Film Review: London Symphony


★★★★☆

Independent filmmaker Alex Barrett has documented the mundanity and the beauty of city life in his silent film London Symphony, a conscious callback to those films of the 1920s which sought to capture the rhythms and experiences of a modern urban existence.

The film is divided into four movements which correspond to a gorgeous symphonic score from composer James McWilliams. In the first, footage is taken seemingly from everywhere – rooftops, riverside, street level and even the end of a sculler’s blade. Monuments are interspersed with mundane street views – statues with replica terraced houses.

The second movement is given over to parks and woods, city dwelling wildlife and the urban supplement of nature: flower gardens and the market stalls of green grocers.
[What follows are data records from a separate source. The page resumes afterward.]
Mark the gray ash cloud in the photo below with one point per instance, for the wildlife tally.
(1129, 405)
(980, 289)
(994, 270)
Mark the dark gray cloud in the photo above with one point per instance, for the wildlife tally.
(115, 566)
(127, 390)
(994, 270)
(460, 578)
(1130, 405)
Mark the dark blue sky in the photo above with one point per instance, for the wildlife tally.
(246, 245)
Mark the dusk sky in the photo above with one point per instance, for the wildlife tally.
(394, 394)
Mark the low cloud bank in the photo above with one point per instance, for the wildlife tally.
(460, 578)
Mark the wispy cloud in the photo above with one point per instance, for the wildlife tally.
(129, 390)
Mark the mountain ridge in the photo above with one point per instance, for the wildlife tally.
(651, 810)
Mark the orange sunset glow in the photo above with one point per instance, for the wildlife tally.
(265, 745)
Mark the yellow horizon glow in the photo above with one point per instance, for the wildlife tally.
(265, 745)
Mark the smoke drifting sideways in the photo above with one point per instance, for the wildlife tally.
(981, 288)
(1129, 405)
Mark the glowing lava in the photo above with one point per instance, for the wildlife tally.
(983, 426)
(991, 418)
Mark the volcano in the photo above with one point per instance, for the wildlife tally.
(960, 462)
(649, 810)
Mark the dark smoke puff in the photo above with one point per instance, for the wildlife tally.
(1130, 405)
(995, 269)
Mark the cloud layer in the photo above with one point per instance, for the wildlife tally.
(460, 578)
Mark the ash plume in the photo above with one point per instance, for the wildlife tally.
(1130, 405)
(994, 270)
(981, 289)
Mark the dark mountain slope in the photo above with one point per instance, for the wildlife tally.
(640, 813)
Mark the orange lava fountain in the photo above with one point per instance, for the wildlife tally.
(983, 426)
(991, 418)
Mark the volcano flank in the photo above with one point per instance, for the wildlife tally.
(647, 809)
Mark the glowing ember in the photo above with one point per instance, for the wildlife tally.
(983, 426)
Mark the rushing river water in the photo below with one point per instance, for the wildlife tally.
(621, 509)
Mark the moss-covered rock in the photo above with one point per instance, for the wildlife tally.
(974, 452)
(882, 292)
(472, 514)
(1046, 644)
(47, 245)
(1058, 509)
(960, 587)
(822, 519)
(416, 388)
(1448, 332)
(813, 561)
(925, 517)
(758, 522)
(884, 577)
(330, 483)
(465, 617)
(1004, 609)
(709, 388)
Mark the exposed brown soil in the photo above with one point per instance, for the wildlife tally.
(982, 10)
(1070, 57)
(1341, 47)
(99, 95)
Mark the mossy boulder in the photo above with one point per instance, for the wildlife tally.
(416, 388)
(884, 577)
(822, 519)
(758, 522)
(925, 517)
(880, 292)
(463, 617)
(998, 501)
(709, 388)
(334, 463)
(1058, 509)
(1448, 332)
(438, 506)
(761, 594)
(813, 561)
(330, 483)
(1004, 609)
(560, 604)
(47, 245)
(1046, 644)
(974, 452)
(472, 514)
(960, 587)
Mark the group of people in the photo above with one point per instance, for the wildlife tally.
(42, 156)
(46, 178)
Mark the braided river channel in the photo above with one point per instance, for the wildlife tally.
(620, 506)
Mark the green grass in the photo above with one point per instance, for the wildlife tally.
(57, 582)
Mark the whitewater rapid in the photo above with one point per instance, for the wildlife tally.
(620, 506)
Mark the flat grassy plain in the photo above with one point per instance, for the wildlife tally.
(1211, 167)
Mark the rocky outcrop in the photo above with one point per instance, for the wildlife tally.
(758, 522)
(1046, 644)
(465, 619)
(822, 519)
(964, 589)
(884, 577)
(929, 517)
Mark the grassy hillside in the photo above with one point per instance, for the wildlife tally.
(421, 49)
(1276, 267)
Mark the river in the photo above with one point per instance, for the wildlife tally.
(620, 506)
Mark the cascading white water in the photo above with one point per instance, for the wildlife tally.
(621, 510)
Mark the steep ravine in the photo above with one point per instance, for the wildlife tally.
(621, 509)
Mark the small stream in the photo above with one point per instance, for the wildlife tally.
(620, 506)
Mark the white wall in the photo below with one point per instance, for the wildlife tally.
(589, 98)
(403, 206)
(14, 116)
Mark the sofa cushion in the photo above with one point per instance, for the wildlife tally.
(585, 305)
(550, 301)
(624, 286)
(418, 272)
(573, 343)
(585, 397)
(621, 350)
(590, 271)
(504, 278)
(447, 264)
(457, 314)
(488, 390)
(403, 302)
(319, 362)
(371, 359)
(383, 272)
The third movement takes in places of worship and shows off the city’s multiculturalism: a Sikh temple, Churches, synagogues and Shaolin training centres. (As well as offices and the ubiquitous devotion shown to our digital portals.) The final segment seems concerned with transport and activity, night time goings-on including, of course, visits to the cinema.

The magic of the film is that it finds the drama of London in the places we seldom look – building sites, old brutalist apartment blocks, underground escalators and scaffolds. McWilliams’ elegant counterpoint matches the tempo of the urban sprawl, taking what seems to be occasional influence from the heavily syncopated rhythms of perhaps math rock, grime and other modern styles born of a jerky, angular city environment. Human presence is shown throughout, but not unlike Patrick Keiller’s London, figures are generally glanced from the middle distance, off doing something that the alien unmoving camera can only hint at. Here, the city is very much in focus.